Hosea 5.15 – 6.6
Psalm 51
Luke 18. 9 – 14
The word of God through prophet Hosea is a marvelous revelation of God who knows that His
people, however much they sin, most, if not all, will return to hi in some or other circumstances of
their lives. He has the confidence, for He knows each one by name. Yes the Lord wants from us
primarily love and not offerings or sacrifices. Genuine love also implies taking responsibility for
our actions behavior and even thought pattern. Our thought pattern keeps on changing depending
on the nature of the acquisition of knowledge. The Lord says that He also wants from us
knowledge of God. True knowledge, that experiential knowledge of God which can be had only
through an in-depth understanding of the Word of God and listening to him in prayer, especially
contemplative prayer. Knowledge of God thus obtained can be the foundation on which our faith
life deepens and colors our thought pattern, actions, behavior and relationship with God and one
True knowledge of God enables us to return to the Lord and fills us with such confidence that in
the words of prophet Hosea, ‘He will heal us, He will bandage our wound; He will bring us back to
life; on the third day he will rise us; we shall live in His presence; that He will come is certain as
the dawn, as showers come, like spring rains watering the earth. But our love for him is almost
nothing; it is like the morning cloud or the dew that disappears quickly.
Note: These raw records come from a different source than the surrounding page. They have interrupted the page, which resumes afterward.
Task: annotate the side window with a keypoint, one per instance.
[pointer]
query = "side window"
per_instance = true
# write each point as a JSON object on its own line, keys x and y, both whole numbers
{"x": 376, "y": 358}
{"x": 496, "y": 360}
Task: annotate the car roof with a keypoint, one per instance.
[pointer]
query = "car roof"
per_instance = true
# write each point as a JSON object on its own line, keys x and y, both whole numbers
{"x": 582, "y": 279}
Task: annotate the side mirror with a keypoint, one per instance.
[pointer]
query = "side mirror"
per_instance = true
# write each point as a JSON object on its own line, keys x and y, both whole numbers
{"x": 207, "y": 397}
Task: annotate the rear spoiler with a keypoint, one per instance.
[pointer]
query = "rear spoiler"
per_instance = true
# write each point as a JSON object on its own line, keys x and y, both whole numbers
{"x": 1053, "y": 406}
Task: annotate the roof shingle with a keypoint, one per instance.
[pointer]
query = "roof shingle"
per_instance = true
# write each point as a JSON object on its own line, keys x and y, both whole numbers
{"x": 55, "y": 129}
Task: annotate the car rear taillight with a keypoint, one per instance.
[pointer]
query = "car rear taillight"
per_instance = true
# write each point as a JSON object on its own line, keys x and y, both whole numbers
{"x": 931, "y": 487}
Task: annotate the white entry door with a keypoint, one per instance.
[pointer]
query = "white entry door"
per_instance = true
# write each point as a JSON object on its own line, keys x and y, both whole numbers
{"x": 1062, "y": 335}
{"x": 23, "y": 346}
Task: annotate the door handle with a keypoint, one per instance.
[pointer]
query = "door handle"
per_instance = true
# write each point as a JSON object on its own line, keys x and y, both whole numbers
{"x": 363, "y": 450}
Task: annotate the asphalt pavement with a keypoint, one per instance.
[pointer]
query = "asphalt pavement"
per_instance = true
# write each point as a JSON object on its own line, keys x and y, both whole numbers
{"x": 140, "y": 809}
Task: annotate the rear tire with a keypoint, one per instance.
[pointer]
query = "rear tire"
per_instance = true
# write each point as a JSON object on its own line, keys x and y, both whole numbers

How engaging to my mind and heart are the words, ‘what I want is love and not sacrifice,
knowledge of God and not Holocausts?
It is easy to glance over the parable of the Pharisee and the tax collector and think we know what
it’s all about. The lesson looks too obvious. We imagine that we don’t tend to look down on
people, and because many of us battle with our confidence (or lack of it) we won’t consciously
assert ourselves as better than others. That is true for most of us, most of the time, until we see
behaviours in others that we dislike. At which point we can slip into imagining we are above such
things. The Pharisee’s excuse for exalting himself is that he sees things in others that he hates.
From his observation and judgement of others he is able to imagine that because he sees it, he
wouldn’t fall for it himself.
The warning in today’s Gospel passage is to beware of the risk of self- praise and the delusion it
provokes. In the end we will al learn the importance of humility, but it may have to be learned
through tough circumstance. For T.S Eliot the final temptation is to do the right thing for the
wrong reason. This is not good. This is me, doing the right thing for the wrong reason.
Our merciful God, whose ways are so above ours, knows that what I needed was an abrupt lesson
in my own stupidity, and once again that is what I got. As I stood on that platform I could hear a
thousand saints laughing their heads off.

What is humility and where do we notice it?
What does it mean to be taught a lesson in humility and has that ever happened to you?